Vincenzo Schettini: tutta la verità sulla polemica dei voti e della didattica digitale
Il docente Vincenzo Schettini chiarisce a Radio24 i dubbi sulla didattica digitale e smentisce lo scambio tra visualizzazioni e voti.
Il caso che vede protagonista Vincenzo Schettini ha riacceso il dibattito sui confini della didattica digitale moderna. Intervenuto ai microfoni di Radio24, il noto divulgatore ha precisato che ogni riconoscimento scolastico è sempre derivato dall'effettivo studio degli alunni, respingendo le accuse di aver scambiato visualizzazioni con profitti sul registro.
Il chiarimento di Vincenzo Schettini sulla valutazione
Durante la trasmissione Melog, l'ideatore di "La Fisica che ci piace" ha spiegato che il "voto in più" non era un premio per la semplice presenza online. Si trattava invece di un riconoscimento per attività integrative, come esercizi aggiuntivi e progetti di approfondimento, una pratica già utilizzata nella sua carriera ben prima del successo sul web.
Per quanto riguarda la gestione dei contenuti, Vincenzo Schettini ha sottolineato di aver sempre tutelato la privacy dei minori. Le riprese effettuate in classe avevano lo scopo di aiutare gli studenti assenti a recuperare le lezioni e inquadravano esclusivamente il docente.
Genesi e obiettivi della didattica digitale
L'approccio innovativo del professore è nato circa dieci anni fa dall'osservazione dei comportamenti degli adolescenti. Notando il tempo trascorso dai giovani sulle piattaforme di streaming, Schettini ha deciso di occupare quegli stessi spazi per proporre contenuti scientifici e culturali.

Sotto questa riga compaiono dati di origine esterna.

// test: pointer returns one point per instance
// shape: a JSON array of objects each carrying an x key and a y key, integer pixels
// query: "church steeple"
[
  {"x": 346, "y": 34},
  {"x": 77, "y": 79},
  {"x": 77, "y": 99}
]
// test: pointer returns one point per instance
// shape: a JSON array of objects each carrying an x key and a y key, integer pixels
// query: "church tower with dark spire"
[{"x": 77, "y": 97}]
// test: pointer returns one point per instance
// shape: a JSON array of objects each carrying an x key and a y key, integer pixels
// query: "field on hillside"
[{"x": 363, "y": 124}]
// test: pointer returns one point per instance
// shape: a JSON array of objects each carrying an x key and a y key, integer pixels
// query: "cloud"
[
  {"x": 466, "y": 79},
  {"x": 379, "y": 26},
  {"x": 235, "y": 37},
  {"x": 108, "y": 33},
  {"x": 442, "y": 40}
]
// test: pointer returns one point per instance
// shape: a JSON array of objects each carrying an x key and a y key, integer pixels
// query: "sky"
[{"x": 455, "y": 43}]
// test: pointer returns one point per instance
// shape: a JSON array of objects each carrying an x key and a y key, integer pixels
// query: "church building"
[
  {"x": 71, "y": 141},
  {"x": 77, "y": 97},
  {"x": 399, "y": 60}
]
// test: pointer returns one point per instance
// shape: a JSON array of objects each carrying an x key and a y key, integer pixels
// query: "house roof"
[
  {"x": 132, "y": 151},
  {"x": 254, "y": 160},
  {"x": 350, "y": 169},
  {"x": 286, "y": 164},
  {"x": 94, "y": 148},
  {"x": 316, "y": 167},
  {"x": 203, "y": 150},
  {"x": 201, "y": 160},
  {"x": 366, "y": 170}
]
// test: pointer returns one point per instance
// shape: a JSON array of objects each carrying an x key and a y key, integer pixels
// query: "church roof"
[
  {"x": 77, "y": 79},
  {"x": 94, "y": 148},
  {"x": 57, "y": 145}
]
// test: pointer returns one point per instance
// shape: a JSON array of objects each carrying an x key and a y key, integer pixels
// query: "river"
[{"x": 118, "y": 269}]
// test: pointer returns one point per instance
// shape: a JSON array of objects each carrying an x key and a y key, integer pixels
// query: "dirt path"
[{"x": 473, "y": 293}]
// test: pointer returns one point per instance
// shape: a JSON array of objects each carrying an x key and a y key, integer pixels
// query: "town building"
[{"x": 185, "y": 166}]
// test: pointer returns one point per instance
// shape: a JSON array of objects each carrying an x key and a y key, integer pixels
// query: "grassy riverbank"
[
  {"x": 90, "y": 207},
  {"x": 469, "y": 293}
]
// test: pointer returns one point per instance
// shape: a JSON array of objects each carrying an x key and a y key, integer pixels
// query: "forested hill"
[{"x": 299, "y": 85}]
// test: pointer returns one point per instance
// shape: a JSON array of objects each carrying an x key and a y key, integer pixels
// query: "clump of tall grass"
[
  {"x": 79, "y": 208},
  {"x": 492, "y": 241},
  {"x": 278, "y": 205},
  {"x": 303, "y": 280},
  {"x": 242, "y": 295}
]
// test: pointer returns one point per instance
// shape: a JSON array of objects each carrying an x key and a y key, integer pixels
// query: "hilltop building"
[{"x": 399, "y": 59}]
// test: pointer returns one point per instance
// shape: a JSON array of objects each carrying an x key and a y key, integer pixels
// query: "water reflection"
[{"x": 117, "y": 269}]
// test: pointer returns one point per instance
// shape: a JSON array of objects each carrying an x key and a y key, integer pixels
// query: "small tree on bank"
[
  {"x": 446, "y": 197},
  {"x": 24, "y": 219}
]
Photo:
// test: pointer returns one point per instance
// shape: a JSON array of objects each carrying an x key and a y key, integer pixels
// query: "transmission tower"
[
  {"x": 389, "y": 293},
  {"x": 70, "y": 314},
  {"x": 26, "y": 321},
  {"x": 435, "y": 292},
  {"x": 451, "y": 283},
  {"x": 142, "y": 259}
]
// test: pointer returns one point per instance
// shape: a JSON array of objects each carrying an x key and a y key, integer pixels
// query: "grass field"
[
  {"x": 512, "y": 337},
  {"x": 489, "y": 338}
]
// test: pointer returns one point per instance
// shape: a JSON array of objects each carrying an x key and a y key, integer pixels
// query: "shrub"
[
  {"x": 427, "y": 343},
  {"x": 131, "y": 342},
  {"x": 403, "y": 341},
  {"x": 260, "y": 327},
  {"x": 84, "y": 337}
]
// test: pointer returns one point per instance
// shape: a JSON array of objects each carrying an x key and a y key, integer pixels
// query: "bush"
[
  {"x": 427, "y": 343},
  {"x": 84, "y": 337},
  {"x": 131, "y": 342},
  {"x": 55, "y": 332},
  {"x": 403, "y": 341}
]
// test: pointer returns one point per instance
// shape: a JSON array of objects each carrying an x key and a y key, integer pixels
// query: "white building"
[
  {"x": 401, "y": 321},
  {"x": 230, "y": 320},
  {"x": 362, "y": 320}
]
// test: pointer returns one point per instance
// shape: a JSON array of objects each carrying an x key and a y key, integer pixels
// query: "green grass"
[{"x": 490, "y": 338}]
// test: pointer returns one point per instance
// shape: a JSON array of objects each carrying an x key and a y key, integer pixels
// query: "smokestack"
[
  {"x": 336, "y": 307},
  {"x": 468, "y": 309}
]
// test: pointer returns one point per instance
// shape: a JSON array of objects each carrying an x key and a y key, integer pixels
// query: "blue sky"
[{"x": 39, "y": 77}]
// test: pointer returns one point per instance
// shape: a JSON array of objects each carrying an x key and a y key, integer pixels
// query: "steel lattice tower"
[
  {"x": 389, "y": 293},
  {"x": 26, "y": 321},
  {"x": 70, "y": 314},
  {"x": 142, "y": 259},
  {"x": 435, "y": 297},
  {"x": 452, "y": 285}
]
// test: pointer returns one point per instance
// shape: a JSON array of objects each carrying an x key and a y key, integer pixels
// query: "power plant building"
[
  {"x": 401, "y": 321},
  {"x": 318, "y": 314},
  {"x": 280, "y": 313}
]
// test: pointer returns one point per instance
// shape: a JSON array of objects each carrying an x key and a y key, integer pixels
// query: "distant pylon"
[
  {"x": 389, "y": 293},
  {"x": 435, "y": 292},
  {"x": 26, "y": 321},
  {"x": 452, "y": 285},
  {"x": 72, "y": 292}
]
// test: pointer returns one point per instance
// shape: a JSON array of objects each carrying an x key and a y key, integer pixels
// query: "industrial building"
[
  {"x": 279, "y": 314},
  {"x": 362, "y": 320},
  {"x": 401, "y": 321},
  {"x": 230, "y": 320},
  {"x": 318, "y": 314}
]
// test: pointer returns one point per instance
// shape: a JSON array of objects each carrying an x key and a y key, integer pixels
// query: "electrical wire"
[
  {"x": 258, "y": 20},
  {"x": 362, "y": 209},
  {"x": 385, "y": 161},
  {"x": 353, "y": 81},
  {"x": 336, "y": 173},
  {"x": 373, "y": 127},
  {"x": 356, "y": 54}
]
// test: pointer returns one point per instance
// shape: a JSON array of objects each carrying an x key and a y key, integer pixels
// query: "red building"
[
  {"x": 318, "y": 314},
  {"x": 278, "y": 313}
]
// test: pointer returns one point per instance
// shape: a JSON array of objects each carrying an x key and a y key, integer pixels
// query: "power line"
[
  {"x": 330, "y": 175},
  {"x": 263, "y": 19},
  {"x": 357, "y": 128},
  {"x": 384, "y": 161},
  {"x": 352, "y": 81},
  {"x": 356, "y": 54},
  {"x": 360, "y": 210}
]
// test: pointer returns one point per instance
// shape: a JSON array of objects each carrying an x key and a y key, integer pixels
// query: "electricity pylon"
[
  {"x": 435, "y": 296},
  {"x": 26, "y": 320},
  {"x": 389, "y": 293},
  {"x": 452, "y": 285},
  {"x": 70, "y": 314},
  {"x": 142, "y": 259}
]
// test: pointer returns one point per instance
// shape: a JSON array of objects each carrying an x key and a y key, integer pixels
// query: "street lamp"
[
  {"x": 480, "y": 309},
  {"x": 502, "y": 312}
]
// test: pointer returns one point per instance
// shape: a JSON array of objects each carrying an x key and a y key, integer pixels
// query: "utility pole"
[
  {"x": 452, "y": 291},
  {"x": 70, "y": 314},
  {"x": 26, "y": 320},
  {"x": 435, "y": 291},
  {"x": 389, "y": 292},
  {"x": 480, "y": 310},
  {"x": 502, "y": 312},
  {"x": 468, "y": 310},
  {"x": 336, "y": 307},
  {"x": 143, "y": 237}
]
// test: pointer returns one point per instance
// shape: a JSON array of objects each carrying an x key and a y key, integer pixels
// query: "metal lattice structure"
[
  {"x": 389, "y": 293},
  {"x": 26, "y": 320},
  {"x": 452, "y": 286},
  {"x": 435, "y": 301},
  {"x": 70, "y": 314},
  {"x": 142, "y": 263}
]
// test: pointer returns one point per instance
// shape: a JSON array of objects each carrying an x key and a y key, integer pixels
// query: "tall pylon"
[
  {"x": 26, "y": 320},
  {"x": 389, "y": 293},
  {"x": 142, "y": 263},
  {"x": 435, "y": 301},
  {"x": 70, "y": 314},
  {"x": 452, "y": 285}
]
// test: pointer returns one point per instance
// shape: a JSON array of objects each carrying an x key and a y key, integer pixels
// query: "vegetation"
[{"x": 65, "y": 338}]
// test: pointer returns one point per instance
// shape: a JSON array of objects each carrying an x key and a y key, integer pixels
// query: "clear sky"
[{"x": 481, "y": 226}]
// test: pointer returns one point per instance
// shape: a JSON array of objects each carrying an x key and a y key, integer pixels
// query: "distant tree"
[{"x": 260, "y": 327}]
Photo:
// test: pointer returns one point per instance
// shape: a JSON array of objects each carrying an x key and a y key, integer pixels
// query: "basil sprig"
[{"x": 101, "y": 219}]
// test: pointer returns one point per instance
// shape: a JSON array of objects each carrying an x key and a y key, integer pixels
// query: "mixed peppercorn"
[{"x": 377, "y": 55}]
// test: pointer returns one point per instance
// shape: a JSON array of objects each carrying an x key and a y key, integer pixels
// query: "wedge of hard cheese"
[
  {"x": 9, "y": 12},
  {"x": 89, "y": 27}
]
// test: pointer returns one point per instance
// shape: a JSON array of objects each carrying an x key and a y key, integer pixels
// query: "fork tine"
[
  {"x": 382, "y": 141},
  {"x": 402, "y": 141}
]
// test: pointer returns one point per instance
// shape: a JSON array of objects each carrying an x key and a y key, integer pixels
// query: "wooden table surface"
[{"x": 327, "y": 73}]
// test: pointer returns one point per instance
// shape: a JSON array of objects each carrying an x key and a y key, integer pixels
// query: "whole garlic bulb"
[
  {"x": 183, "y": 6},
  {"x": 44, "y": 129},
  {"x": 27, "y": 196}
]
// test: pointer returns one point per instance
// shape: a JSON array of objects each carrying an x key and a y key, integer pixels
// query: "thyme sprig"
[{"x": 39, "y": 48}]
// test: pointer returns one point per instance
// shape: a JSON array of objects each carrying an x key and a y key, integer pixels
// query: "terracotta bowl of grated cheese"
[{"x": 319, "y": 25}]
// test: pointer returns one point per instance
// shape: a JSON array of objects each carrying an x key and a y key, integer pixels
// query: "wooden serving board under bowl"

L'obiettivo era trasformare i luoghi digitali in opportunità di apprendimento, rendendo la fisica un argomento accessibile non solo agli studenti, ma a un pubblico trasversale che include adulti e famiglie.
Trasparenza economica e gestione contrattuale
Sul tema dei guadagni, il docente ha chiarito che nelle fasi iniziali del progetto la monetizzazione era pressoché nulla. Ha inoltre evidenziato che la sua attività è regolata da un contratto di part-time verticale attivo dal 2020. Questa formula:
Prevede la presenza in aula solo il lunedì e il martedì.
Comporta una riduzione proporzionale dello stipendio statale.
È stata regolarmente autorizzata dalla dirigenza scolastica.
In chiusura, Schettini ha espresso profondo rammarico per l'uso improprio di alcuni termini in passato, scusandosi per aver utilizzato espressioni che potevano suggerire una coercizione degli studenti, ribadendo la totale buona fede del suo operato.